Entre ésta última y la primera adaptación de esta historia, hay toda una filmografía en la que sobresalen versiones como la estrenada por Robert Wise en el 45 —A Game of Death—, un calco de la original, o la del inglés Roy Boutling del 56 —Huida hacia el sol—. Será mejor correr un tupido velo sobre otra media docena de interpretaciones de esta historia del cazador cazado.
Muy leído y admirado en su tiempo, tal vez exagerasen las noticias biográficas de sus días que afirmaban que Connell firmó sus primeras crónicas de sucesos cuando sólo tenía quince años. Lo que sí parece cierto es que fue un consumado periodista. Como casi manda el canon de la Generación Perdida, a la que él no perteneció porque escribía ficción de explotación, fue combatiente en el frente francés durante la gran guerra. Al volver a casa comenzó a redactar cuentos, que casi siempre aparecían en revistas como The Saturday Evening Post y Collier’s. Se le recuerdan trescientos de estos relatos.
Su narrativa breve inspiró a la gran pantalla filmes memorables. Habrá que recordar La vía láctea (Leo McCarey, 1932), una de las cintas parlantes más celebradas de Harold Lloyd; El hermano orquídea (Lloyd Bacon, 1940) o Juan Nadie (Frank Capra, 1941), que le valió la nominación al Oscar correspondiente.

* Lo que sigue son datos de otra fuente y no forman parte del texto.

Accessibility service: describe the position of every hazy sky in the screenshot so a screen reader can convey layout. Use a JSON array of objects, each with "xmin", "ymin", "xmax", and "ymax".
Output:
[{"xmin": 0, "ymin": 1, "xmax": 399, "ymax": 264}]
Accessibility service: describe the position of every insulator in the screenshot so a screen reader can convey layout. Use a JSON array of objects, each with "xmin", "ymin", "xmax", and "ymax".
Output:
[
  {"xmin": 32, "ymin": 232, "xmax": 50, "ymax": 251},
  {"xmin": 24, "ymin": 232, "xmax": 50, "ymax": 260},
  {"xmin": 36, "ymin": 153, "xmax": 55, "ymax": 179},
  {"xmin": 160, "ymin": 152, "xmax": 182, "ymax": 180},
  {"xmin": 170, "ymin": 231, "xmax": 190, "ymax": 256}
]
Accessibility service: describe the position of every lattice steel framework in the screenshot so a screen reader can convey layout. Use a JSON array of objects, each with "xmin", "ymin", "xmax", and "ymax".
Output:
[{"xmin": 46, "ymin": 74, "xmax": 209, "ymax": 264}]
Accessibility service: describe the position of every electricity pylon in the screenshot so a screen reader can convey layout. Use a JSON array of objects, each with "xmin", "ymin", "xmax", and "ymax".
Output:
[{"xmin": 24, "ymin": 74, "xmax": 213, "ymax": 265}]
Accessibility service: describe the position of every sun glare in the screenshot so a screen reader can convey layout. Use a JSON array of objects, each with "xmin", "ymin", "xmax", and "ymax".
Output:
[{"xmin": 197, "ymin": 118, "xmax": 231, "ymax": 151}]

Entre los libretos que escribió, exprofeso para la pantalla, encontramos títulos como Dos chicas y un marinero, comedia musical dirigida por Richard Thorpe en el 44 y El asombro de Brooklyn (Norman Z McLeod, 1946), uno de los títulos del repertorio ideal de Danny Kaye, que también contó con Connell en el equipo de guionistas.
Pero ninguno de los cuarenta y dos filmes en los que aparece acreditado como escritor —ni siquiera Juan Nadie, una de las más genuinas representaciones del optimismo de Capra— tuvo la transcendencia de El juego más peligroso. Publicado ahora en España con el título de la primera película que inspiró, El malvado Zaroff, abre el texto una introducción de Jesús Egido, plena del encanto de los cuadernillos de L’atelier 13, cierta colección de DVD ’s que, a comienzos de siglo, recuperaba para las nuevas generaciones de aficionados cintas tan fascinantes como la que nos ocupa. En dichas líneas se da noticia de la principal diferencia entre la primera adaptación fílmica y el relato original: la chica. Inexistente en el cuento de Connell —“nunca se caza a las hembras”, recuerda Zaroff—, en la versión de Pichel y Schoedsack la incorpora la maravillosa Fray Wray. Llamada a ser el año siguiente el gran amor de King Kong, dirigida por Merian C. Cooper ya en el 33 con buena parte del equipo de El malvado… muy probablemente, la actriz que habría de gritar con más encanto de toda la historia del cine, fue elegida para el que habría de ser el personaje de su carrera por lo bien que se desenvuelve en los dominios de Zaroff. A excepción de este feliz añadido que supone su presencia, la película es singularmente fiel al relato original. Un placer se mire por donde se mire. Qué más se puede pedir.